Tadeu sentiu as faíscas saltarem dos olhos da amiga perua e me abraçou com umas das mãos dizendo:

-Eu sei! Eu sei! Lugar errado, momento errado, inconveniente... Mas foi o teimoso aqui que quis vir... Não pude impedir. Vocês sabem como o Ricardo é...

Julia surgiu pálida por detrás da penumbra e iluminou o ambiente com o loiro de seus cabelos. Ela era a personificação do receio, seus gestos eram indecisos e ela aparentava desconforto.

Eu, por uns segundos, pensei em ir embora, em correr sem rumo e nunca mais voltar. Viver sem razão para existir. Viver sem ela. Por mera covardia, para não ter que ouvir de sua boca que tudo o que vivemos não passou de uma mentira. Que ela nunca me amou de verdade e que Gabriel era com quem ela deveria ficar.

Mas em mais uma fração de segundos, ela me olhou de soslaio e corou com timidez sorrindo com sinceridade. Eu, naturalmente, correspondi sua simpatia e a segurei com força em demasia nas mãos, ao correr ao seu encontro, cambaleante saltitando com as muletas. Ela se esquivou com medo repentinamente e pôs um dos dedos na boca avaliando as possibilidades.
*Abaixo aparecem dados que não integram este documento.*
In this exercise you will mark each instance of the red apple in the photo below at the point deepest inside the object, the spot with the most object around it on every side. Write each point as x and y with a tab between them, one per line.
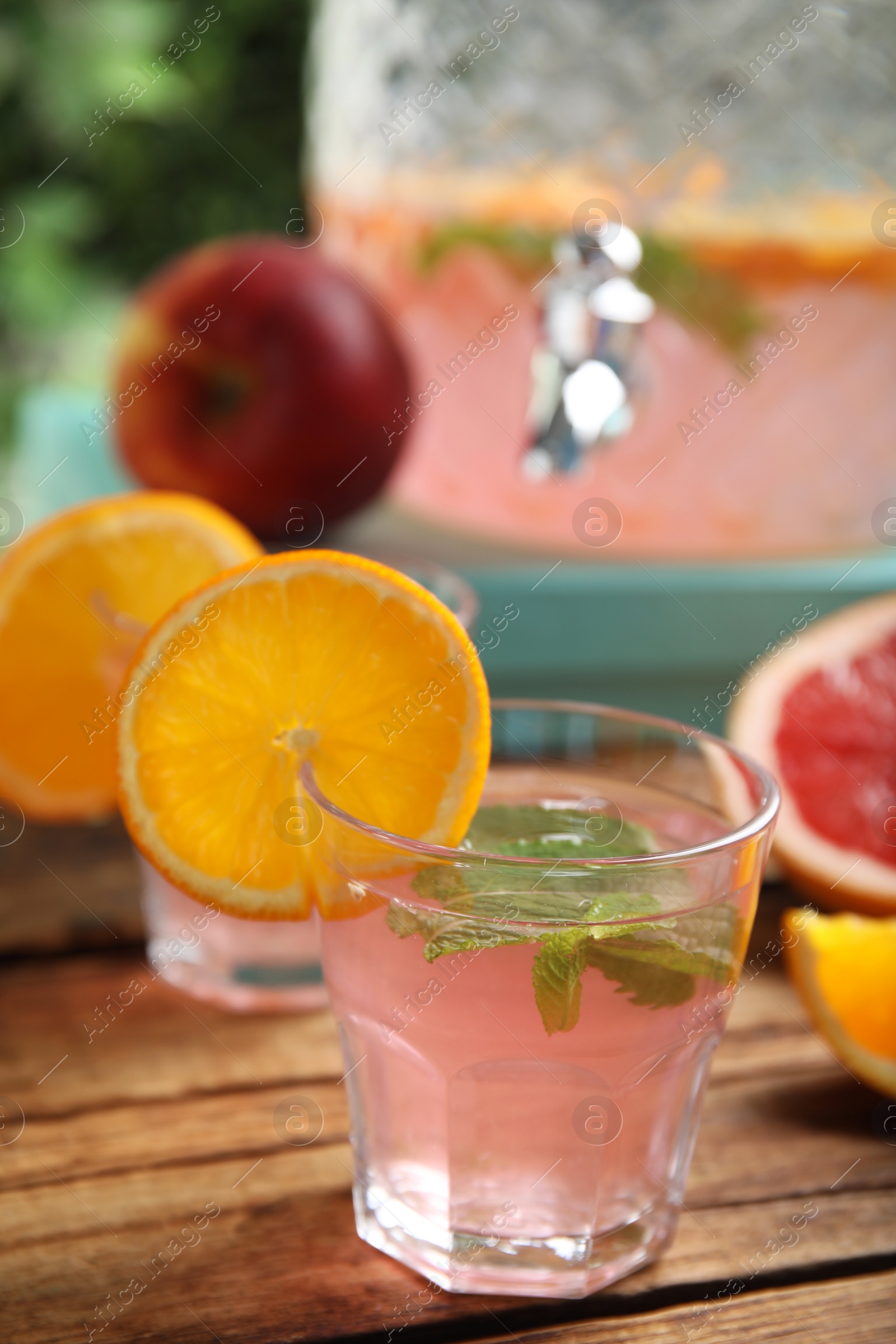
261	377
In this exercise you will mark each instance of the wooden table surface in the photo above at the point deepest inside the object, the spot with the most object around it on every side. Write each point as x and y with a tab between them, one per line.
163	1121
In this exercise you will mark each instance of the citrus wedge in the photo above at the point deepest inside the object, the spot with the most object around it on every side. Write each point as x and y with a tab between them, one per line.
77	595
846	971
311	656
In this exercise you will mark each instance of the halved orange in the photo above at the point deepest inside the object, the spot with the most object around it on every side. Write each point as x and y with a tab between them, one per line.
77	595
319	656
846	971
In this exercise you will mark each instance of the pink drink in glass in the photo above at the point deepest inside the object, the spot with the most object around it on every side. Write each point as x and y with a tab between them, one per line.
507	1144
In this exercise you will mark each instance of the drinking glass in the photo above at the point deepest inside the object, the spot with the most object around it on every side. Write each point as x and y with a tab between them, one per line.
249	965
527	1038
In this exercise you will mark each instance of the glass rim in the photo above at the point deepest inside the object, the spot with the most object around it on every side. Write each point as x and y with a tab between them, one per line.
759	822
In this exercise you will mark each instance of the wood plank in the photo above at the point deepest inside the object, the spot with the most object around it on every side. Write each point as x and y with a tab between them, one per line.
160	1046
72	886
171	1109
152	1135
292	1268
860	1311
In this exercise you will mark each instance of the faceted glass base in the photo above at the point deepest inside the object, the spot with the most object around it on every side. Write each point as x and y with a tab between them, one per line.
555	1267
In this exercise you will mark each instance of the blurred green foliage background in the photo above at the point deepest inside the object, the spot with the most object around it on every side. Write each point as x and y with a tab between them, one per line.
96	193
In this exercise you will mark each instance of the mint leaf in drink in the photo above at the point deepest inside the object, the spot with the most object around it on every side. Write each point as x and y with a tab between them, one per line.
656	975
445	933
534	832
557	979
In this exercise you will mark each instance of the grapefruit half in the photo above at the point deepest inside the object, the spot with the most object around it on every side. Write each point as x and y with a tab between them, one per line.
821	716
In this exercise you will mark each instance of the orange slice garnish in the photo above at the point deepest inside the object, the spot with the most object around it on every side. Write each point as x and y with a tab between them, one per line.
846	971
77	595
311	656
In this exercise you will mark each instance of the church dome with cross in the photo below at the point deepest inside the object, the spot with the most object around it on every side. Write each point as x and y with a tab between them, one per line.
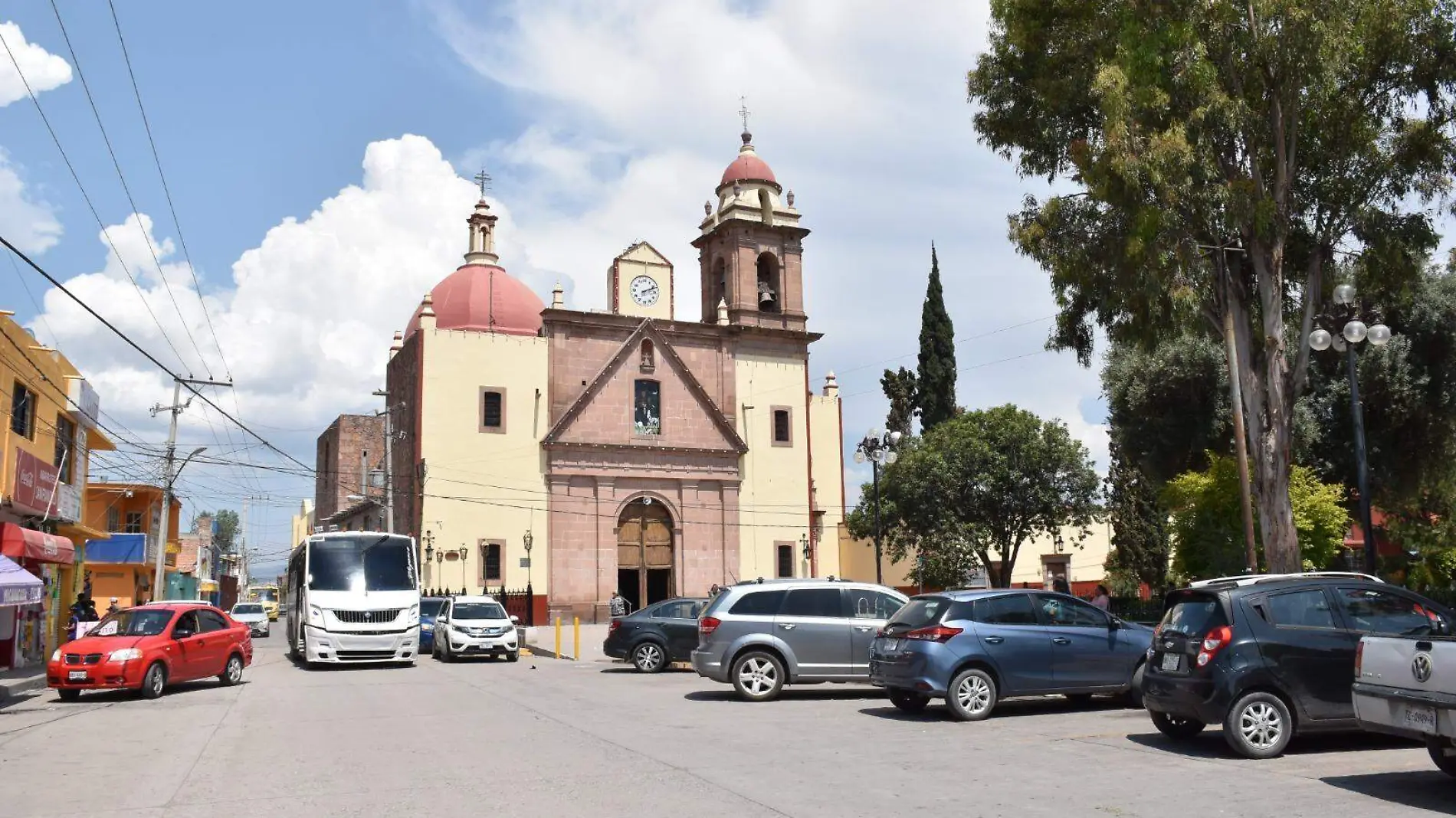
480	294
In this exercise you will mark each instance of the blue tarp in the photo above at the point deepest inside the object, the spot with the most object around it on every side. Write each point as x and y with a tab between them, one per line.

Ela deu alguns passos para trás e eu olhei cabisbaixo enquanto ela punha suas mãos na defensiva ao prestar atenção na falta de minha perna.
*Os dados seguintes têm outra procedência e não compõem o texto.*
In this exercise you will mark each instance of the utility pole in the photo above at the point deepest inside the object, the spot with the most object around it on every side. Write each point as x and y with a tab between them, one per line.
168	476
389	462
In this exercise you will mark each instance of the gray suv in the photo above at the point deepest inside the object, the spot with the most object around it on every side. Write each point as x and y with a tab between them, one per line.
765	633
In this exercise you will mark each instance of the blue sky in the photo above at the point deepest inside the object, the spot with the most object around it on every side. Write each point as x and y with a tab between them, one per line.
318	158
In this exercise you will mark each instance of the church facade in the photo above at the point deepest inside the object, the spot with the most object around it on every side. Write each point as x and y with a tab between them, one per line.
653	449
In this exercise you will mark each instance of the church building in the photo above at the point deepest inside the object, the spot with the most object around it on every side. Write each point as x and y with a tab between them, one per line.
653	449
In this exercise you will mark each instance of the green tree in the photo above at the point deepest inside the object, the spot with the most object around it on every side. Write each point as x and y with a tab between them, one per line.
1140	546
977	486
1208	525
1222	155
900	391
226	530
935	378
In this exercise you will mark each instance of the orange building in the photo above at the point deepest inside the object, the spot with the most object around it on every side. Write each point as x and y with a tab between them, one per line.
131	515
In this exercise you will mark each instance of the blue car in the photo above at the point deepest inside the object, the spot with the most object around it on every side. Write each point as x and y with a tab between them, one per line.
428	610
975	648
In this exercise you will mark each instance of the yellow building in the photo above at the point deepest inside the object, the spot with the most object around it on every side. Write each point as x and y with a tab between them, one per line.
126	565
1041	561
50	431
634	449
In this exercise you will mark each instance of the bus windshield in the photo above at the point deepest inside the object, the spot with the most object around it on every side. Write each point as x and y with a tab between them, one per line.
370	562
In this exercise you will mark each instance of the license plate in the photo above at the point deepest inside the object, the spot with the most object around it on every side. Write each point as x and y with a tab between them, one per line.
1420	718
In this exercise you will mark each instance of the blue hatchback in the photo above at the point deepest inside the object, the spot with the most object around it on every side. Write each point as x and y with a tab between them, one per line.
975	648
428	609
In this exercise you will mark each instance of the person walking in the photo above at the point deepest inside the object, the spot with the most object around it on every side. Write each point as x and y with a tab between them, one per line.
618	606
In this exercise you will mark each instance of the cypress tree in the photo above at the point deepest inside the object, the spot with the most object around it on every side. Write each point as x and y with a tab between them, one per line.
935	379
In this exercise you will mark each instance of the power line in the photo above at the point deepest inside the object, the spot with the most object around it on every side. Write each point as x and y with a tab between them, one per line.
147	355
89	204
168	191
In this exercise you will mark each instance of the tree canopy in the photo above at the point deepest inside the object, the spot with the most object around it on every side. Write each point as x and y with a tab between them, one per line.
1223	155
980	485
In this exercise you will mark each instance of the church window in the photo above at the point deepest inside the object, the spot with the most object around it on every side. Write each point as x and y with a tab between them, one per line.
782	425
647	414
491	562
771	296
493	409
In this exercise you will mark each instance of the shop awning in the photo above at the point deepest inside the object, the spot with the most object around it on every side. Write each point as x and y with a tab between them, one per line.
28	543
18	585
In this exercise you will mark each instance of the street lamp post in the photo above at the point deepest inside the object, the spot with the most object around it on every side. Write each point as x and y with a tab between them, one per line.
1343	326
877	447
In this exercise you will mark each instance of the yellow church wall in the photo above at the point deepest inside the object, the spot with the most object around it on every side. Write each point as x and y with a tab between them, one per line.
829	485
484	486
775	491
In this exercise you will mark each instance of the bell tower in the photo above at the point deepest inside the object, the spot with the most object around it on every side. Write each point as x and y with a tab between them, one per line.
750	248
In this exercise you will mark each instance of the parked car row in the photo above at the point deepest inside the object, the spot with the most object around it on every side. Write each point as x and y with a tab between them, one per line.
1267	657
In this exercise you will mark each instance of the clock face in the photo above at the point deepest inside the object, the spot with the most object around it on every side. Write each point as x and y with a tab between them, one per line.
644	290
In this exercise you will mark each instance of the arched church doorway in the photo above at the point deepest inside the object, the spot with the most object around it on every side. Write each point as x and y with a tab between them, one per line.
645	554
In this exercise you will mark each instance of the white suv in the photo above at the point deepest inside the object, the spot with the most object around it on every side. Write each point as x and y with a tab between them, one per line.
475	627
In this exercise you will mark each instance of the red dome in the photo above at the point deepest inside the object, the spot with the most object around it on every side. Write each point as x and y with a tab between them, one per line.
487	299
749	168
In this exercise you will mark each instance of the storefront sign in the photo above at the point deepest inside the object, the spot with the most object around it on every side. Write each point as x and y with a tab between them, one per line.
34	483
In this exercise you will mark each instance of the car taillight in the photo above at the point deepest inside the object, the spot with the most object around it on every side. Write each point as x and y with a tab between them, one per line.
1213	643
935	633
Vi uma gota de suor lhe atravessar a bochecha e tudo se silenciou.

Eu sorri lhe abrindo os braços quando Patricia me apoiou com uma das mãos e ela me abraçou também repentinamente. Eu a apertei com força, todas as minhas terminações nervosas eletrificadas como se eu fosse um fio desemcapado.

Ela retribuiu meu carinho e acariciou ternamente minhas costas. Eu me senti flutuante num éter branco sentindo minha garota ali contra o meu corpo.

Quando a sua falta e a possibilidade de perdê-la surgiram astutamente escondidas onde eu alocava minhas certezas, o meu amor pareceu mais ávido e ensandecido.

Era um ensinamento antigo. A gente só se percebe quando perde.

No meu caso, eu só me dei conta quando a possibilidade de perder mostrou-se real.

Quando nos afastamos, Etan fez de sua impaciência crônica um obstáculo para o momento romântico que tinha se instalado.

-Povo de deus, porque a gente não curte um pouco algumas bebidas...? Tem um carregamento inteiro aqui...

Patricia jogou seus sapatos chamativos num canto onde eu tinha repousado e puxou um pouco a barra da saia.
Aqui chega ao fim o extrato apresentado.